Et tu, Carney?

HC at Free exchange reports:

THE Bank of England released its quarterly inflation report this morning. It also published the letter from Mark Carney, governor of the bank, to George Osborne, Britain’s chancellor of the exchequer, that was required to explain why inflation—currently 0.5%—had deviated more than a percentage point below the bank’s target of 2%.

According to the report’s forecasts, inflation will turn negative in the coming months as a result of the huge fall in oil prices. However, the letter emphasises the short-term, one-off nature of the oil-price shock, which will fall out of the numbers relatively quickly and so requires no offsetting action. Mr Carney noted that in 68% of the categories which make up the CPI, prices are rising. In any case, the bank thinks it takes 18-24 months for monetary policy to have an impact on the economy; the oil-price fall came on much more quickly. [Interesting to contrast with 2008 when they reacted to the rise in oil prices. Will that be ‘hawkish asymmetry’, or does it reflect some learning in the interim?]


When asked whether the bank was overlooking the oil-price decline because it was unanticipated or because it was external to the economy, Mr Carney said it was the former. Were the bank able to forecast supply shocks in time to offset them, it would have to do so under its inflation-targeting mandate (“If we knew it, and could lean against it, we would). Mr Carney hinted that in such a situation, it might be worth reconsidering the mandate.

Only “hinted” and “might be worth”? That´s very different from the December 2012 Carney who said, just before leaving the Bank of Canada that:

From our perspective, thresholds exhaust the guidance options available to a central bank operating under flexible inflation targeting.

If yet further stimulus were required, the policy framework itself would likely have to be changed. 19 For example, adopting a nominal GDP (NGDP)-level target could in many respects be more powerful than employing thresholds under flexible inflation targeting. This is because doing so would add “history dependence” to monetary policy. Under NGDP targeting, bygones are not bygones and the central bank is compelled to make up for past misses on the path of nominal GDP

And HC continues (to the ‘logical’ conclusion”):

As has been frequently pointed out in the blogosphere, if the bank targeted nominal GDP (NGDP) rather than inflation, there would be no such problem. Under a such a regime, the bank would concern itself only with nominal spending in the economy, which can rise due to inflation or due to output growth (the supply-side of the economy determines the split between the two). The bank could therefore tolerate supply-side shocks which boosted growth and reduced inflation, as they would have an offsetting effect on NGDP. There would be no need to manipulate domestic output to offset forces from abroad.

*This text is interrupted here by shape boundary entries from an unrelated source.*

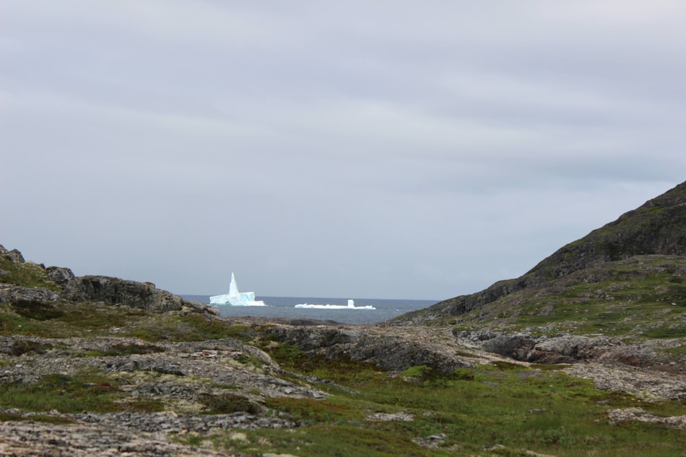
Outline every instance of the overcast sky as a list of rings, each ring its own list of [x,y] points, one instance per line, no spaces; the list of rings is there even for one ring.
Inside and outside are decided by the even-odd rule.
[[[0,0],[0,244],[442,299],[686,180],[686,2]]]

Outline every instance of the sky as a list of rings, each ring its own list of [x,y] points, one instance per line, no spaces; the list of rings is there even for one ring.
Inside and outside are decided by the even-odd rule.
[[[0,244],[440,300],[686,180],[686,2],[0,0]]]

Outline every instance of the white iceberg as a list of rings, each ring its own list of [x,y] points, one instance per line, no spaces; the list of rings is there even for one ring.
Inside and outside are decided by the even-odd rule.
[[[310,308],[316,310],[375,310],[371,305],[365,306],[355,306],[354,300],[348,300],[348,306],[345,305],[311,305],[307,303],[301,303],[296,305],[296,308]]]
[[[239,292],[236,278],[231,273],[231,284],[228,293],[225,295],[210,297],[211,305],[229,305],[230,306],[266,306],[261,300],[255,301],[255,292]]]

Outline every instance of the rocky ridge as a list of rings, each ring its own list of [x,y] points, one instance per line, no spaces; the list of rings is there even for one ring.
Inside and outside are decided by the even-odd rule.
[[[29,286],[15,284],[12,272],[3,271],[0,305],[16,309],[59,305],[68,309],[70,304],[93,303],[161,316],[193,314],[227,321],[215,310],[159,291],[150,283],[104,276],[75,277],[69,269],[25,264],[30,262],[26,262],[20,252],[2,247],[0,258],[49,279],[41,283],[44,286]],[[650,343],[628,345],[602,336],[549,337],[481,330],[455,332],[450,325],[357,326],[256,318],[235,319],[230,323],[246,328],[244,336],[252,342],[246,338],[224,338],[151,343],[124,336],[121,334],[126,329],[116,327],[108,328],[106,335],[88,336],[3,334],[0,336],[0,385],[30,384],[54,373],[69,376],[95,371],[117,380],[117,392],[127,394],[130,399],[149,399],[163,407],[160,411],[145,412],[36,414],[0,410],[5,418],[0,422],[0,455],[226,455],[174,440],[183,436],[202,439],[213,430],[233,430],[236,439],[241,439],[241,430],[295,429],[305,424],[270,410],[265,406],[269,399],[316,400],[329,395],[324,386],[344,388],[327,380],[283,370],[257,342],[296,347],[312,358],[369,362],[388,376],[399,376],[418,365],[447,374],[456,369],[484,364],[563,363],[561,369],[593,380],[600,389],[628,392],[648,401],[686,397],[683,360],[677,358],[665,363],[659,360],[656,347]],[[121,354],[122,348],[134,351],[112,355]],[[222,395],[245,399],[245,408],[250,410],[206,414],[204,399]],[[650,415],[639,411],[613,411],[608,412],[608,418],[619,418],[616,420],[650,419]],[[390,417],[370,411],[368,420],[412,420],[406,413]],[[670,426],[683,425],[678,417],[655,420]],[[429,436],[416,442],[431,448],[441,439]]]
[[[407,313],[396,322],[421,323],[459,316],[502,297],[608,262],[642,255],[686,256],[685,227],[686,182],[566,245],[518,278],[499,281],[481,292]]]

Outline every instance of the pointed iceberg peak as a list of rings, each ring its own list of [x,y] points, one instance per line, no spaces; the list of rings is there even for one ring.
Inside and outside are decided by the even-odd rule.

The BoE has also taken the ‘floor’ from underneath interest rates. Will it join the ‘below zero’ club? The ECB, Danmarks Nationalbank, the Riksbank and the Swiss National Bank?

Six years ago Mankiw wrote: “It May Be Time for the Fed to Go Negative“:

WITH unemployment rising and the financial system in shambles, it’s hard not to feel negative about the economy right now. The answer to our problems, however, could well be more negativity. But I’m not talking about attitude. I‘m talking about numbers.

Needed urgently: A new monetary policy target! NGDP-LT anyone?


One thought on “Et tu, Carney?

  1. There is something about being a central banker that causes dementia. When was the last time a Western economy faced a serious inflation problem? And when was the last time a Western economy faced a serious recession and employment problem?

    So why the chronic obsession with inflation?
    Most central bankers and economists insist on hunting the wrong bear.